Author: cutting
Date: Mon Jan  2 15:27:50 2006
New Revision: 365459

URL: http://svn.apache.org/viewcvs?rev=365459&view=rev
Log:
Add index sorter & ability to stop searching after N hits.

Added:
    lucene/nutch/trunk/src/java/org/apache/nutch/indexer/IndexSorter.java
Modified:
    lucene/nutch/trunk/conf/nutch-default.xml
    
lucene/nutch/trunk/src/java/org/apache/nutch/searcher/LuceneQueryOptimizer.java

Modified: lucene/nutch/trunk/conf/nutch-default.xml
URL: 
http://svn.apache.org/viewcvs/lucene/nutch/trunk/conf/nutch-default.xml?rev=365459&r1=365458&r2=365459&view=diff
==============================================================================
--- lucene/nutch/trunk/conf/nutch-default.xml (original)

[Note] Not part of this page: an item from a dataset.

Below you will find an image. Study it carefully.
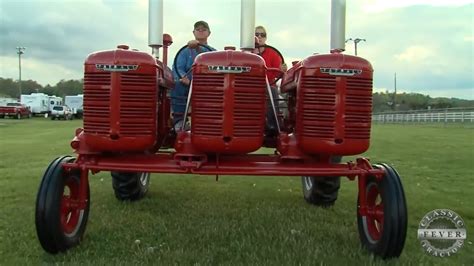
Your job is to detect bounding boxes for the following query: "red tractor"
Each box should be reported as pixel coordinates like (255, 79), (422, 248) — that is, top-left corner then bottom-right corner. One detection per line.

+++ lucene/nutch/trunk/conf/nutch-default.xml Mon Jan  2 15:27:50 2006
@@ -659,6 +659,14 @@
   </description>
 </property>
 
+<property>
+  <name>searcher.max.hits</name>
+  <value>2147483647</value>
+  <description>Search stops after this many hits are found.  Setting
+  this to smaller values can make searches much faster.  With a sorted
+  index, the quality of the hits suffers little.</description>
+</property>
+
 <!-- URL normalizer properties -->
 
 <property>

Added: lucene/nutch/trunk/src/java/org/apache/nutch/indexer/IndexSorter.java
URL: 
http://svn.apache.org/viewcvs/lucene/nutch/trunk/src/java/org/apache/nutch/indexer/IndexSorter.java?rev=365459&view=auto
==============================================================================
--- lucene/nutch/trunk/src/java/org/apache/nutch/indexer/IndexSorter.java 
(added)
+++ lucene/nutch/trunk/src/java/org/apache/nutch/indexer/IndexSorter.java Mon 
Jan  2 15:27:50 2006
@@ -0,0 +1,295 @@
+/**
+ * Copyright 2005 The Apache Software Foundation
+ *
+ * Licensed under the Apache License, Version 2.0 (the "License");
+ * you may not use this file except in compliance with the License.

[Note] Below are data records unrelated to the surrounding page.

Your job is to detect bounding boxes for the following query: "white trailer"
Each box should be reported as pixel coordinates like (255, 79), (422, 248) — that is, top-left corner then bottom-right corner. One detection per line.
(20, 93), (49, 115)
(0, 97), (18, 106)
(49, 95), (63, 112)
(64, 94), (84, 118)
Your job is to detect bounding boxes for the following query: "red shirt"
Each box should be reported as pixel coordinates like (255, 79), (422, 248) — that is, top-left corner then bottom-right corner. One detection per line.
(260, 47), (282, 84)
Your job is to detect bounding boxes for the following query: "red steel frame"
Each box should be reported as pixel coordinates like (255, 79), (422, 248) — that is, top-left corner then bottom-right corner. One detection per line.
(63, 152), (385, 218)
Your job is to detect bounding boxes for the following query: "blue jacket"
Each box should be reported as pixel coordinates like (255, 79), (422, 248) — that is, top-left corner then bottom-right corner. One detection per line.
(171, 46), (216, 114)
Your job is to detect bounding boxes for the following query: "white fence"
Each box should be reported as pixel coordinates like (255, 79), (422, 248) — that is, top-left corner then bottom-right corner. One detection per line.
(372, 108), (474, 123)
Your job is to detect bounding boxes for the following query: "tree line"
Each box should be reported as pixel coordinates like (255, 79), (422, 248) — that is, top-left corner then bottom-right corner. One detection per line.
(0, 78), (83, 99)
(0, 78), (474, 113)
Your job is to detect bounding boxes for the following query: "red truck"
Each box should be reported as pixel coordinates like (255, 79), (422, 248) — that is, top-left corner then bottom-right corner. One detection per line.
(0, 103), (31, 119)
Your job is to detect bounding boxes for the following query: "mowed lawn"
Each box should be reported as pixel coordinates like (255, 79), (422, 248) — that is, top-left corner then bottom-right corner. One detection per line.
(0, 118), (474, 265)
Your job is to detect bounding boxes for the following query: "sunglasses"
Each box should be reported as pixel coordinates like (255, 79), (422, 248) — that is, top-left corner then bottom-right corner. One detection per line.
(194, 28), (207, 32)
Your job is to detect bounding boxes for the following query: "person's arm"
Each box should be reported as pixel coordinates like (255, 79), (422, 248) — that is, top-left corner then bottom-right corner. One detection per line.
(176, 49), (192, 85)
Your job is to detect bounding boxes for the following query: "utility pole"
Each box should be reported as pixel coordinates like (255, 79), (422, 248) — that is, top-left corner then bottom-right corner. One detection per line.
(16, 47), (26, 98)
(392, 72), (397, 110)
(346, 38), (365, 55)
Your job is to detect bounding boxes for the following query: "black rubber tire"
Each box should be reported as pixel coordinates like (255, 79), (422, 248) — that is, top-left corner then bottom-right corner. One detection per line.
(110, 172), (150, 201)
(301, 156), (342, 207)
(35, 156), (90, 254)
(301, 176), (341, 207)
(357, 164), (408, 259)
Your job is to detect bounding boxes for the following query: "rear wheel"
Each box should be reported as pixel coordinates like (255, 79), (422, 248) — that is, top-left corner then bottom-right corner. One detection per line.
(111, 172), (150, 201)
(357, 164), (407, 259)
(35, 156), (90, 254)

+ * You may obtain a copy of the License at
+ *
+ *     http://www.apache.org/licenses/LICENSE-2.0
+ *
+ * Unless required by applicable law or agreed to in writing, software
+ * distributed under the License is distributed on an "AS IS" BASIS,
+ * WITHOUT WARRANTIES OR CONDITIONS OF ANY KIND, either express or implied.

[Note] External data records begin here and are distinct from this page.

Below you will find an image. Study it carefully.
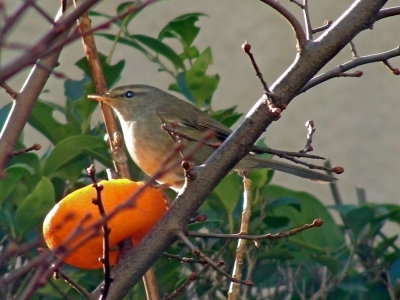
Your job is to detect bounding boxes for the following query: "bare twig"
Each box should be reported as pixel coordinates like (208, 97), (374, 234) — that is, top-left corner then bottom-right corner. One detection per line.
(289, 0), (303, 9)
(228, 172), (251, 300)
(242, 42), (271, 96)
(176, 231), (253, 285)
(0, 2), (67, 178)
(187, 219), (323, 241)
(299, 46), (400, 94)
(79, 7), (159, 300)
(378, 6), (400, 20)
(349, 41), (358, 59)
(312, 20), (333, 34)
(299, 120), (315, 153)
(261, 0), (307, 49)
(382, 59), (400, 75)
(0, 0), (98, 82)
(11, 144), (42, 157)
(163, 252), (207, 265)
(86, 165), (113, 300)
(163, 273), (197, 300)
(54, 268), (90, 299)
(302, 0), (313, 40)
(0, 82), (18, 100)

+ * See the License for the specific language governing permissions and
+ * limitations under the License.
+ */
+
+package org.apache.nutch.indexer;
+
+import java.io.File;
+import java.io.IOException;
+import java.util.Date;
+import java.util.Arrays;
+
+import org.apache.lucene.index.*;
+import org.apache.lucene.document.*;
+import org.apache.lucene.store.*;
+import org.apache.lucene.search.*;
+
+import org.apache.nutch.util.NutchConf;
+
+/** Sort a Nutch index by page score.  Higher scoring documents are assigned
+ * smaller document numbers. */
+public class IndexSorter {
+
+  private static class PostingMap implements Comparable {
+    private int newDoc;
+    private long offset;
+
+    public int compareTo(Object o) {              // order by newDoc id
+      return this.newDoc - ((PostingMap)o).newDoc;
+    }
+  }
+
+  private static class SortedTermPositions implements TermPositions {
+    private TermPositions original;
+    private int[] oldToNew;
+
+    private int docFreq;
+
+    private PostingMap[] postingMaps = new PostingMap[0];
+    private int pointer;
+
+    private int freq;
+    private int position;
+
+    private static final String TEMP_FILE = "temp";
+    private final RAMDirectory tempDir = new RAMDirectory();
+    private final RAMOutputStream out =
+      (RAMOutputStream)tempDir.createOutput(TEMP_FILE);
+    private IndexInput in;
+
+    public SortedTermPositions(TermPositions original, int[] oldToNew) {
+      this.original = original;
+      this.oldToNew = oldToNew;
+    }
+
+    public void seek(Term term) throws IOException {
+      throw new UnsupportedOperationException();
+    }
+
+    public void seek(TermEnum terms) throws IOException {
+      original.seek(terms);
+
+      docFreq = terms.docFreq();
+      pointer = -1;
+
+      if (docFreq > postingMaps.length) {         // grow postingsMap
+        PostingMap[] newMap = new PostingMap[docFreq];
+        System.arraycopy(postingMaps, 0, newMap, 0, postingMaps.length);
+        for (int i = postingMaps.length; i < docFreq; i++) {
+          newMap[i] = new PostingMap();
+        }
+        postingMaps = newMap;
+      }
+
+      out.reset();
+
+      int i = 0;
+      while (original.next()) {
+        PostingMap map = postingMaps[i++];
+        map.newDoc = oldToNew[original.doc()];    // remap the newDoc id
+        map.offset = out.getFilePointer();        // save pointer to buffer
+
+        final int tf = original.freq();           // buffer tf & positions
+        out.writeVInt(tf);
+        int prevPosition = 0;
+        for (int j = tf; j > 0; j--) {            // delta encode positions
+          int p = original.nextPosition();
+          out.writeVInt(p - prevPosition);
+          prevPosition = p;
+        }
+      }
+      out.flush();
+      docFreq = i;                                // allow for deletions
+      
+      Arrays.sort(postingMaps, 0, docFreq);       // resort by mapped doc ids
+
+      // NOTE: this might be substantially faster if RAMInputStream were public
+      // and supported a reset() operation.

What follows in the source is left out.